🧠Smart Contract Wallets

Smart Contract Wallets (SCWs) are the next generation of wallets on Ethereum and other EVM chains. Traditional wallets (Externally Owned Accounts, or EOAs) are just a private key + address pair. By contrast, SCWs are programmable contracts that can hold funds, define custom rules, and execute logic around transactions. For goodcryptoX, this technology is what finally made non-custodial DEX trading possible.


Quick recap: EOAs vs Smart Contract Wallets

  • EOA (Externally Owned Account): a standard Ethereum wallet (MetaMask, etc.). Controlled directly by a private key. Only EOAs can sign transactions.

  • SCW (Smart Contract Wallet): a contract deployed on-chain. Unlike an EOA, it’s programmable — meaning it can verify and execute actions authorized by an EOA or session keys. This programmability is what enables advanced features such as transaction batching, gas payments in tokens other than ETH, and flexible authorization schemes.

In goodcryptoX, when you set up an EVM wallet, you get both:

  • an EOA (signer)

  • a paired Smart Contract Wallet (funds live here)


Why they matter

Smart Contract Wallets became practical after adoption of ERC-4337 account abstraction in early 2023. This standard introduced:

  • EntryPoint contracts: the gateway for SCW transactions

  • Bundlers: nodes that collect SCW transactions and submit them on-chain

Together, they unlocked the ability to build a fully non-custodial trading experience — something we were waiting for before rolling out DEX functionality.


What they enable in goodcryptoX

Here’s what SCWs unlock for you inside goodcryptoX:

  • Non-custodial trading

    The core benefit: you keep control of your funds. Session keys allow you to authorize trading without exposing your private key.

  • Session keys

    Limited-permission, on-chain verifiable keys that make non-custodial trading smooth and safe.

  • Transaction batching

    Multiple actions packed into one transaction. Example: approvals + swap combined into a single click. Saves time and gas, since multiple steps are executed in a single transaction.

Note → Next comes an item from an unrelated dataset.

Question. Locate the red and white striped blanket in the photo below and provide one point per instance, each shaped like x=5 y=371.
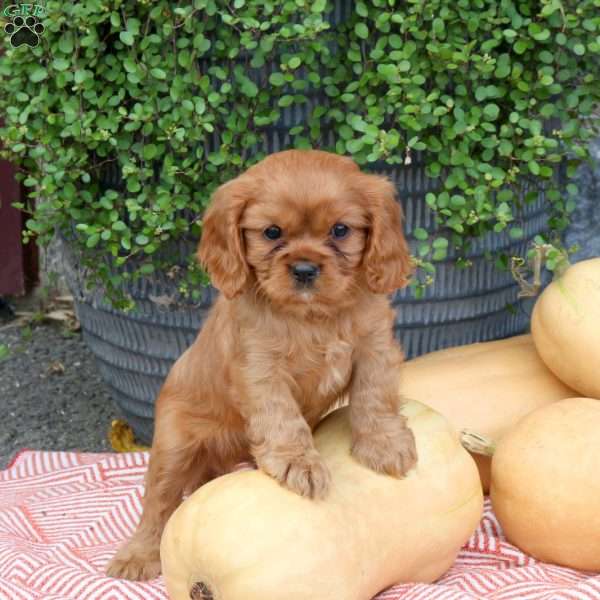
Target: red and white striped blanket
x=63 y=514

  • Paymasters and gas abstraction

    Lets you pay gas in tokens other than ETH — a critical step for usability.

  • MEV protection

    SCW transactions are submitted via a private pool, giving them native resistance against front-running and sandwich attacks.

  • Future flexibility

    From grouped withdrawals to more advanced trade batching, SCWs open the door to features we couldn’t deliver with EOAs alone.


Trade-offs

SCWs do have some drawbacks:

  • SCWs consume slightly more gas per transaction — noticeable on Ethereum mainnet, but almost negligible on L2s.

  • New infrastructure: EntryPoints and bundlers are still maturing, which adds complexity.

But the benefits far outweigh the costs, especially as the ecosystem standardizes.


Where things are going

The direction of travel is clear:

  • EVM chains

    • Step 1: ERC-4337 introduced separate SCWs.

    • Step 2: EIP-7702 allows EOAs to double as SCWs.

    • Endgame: every wallet becomes a Smart Contract Wallet by default.

  • Solana

    On Solana, wallets already rely on program logic under the hood. However, session key infrastructure and gas abstraction are not yet developed enough to enable the same non-custodial trading flow we support on EVMs. We expect Solana’s wallet infrastructure to evolve along similar lines in the near future.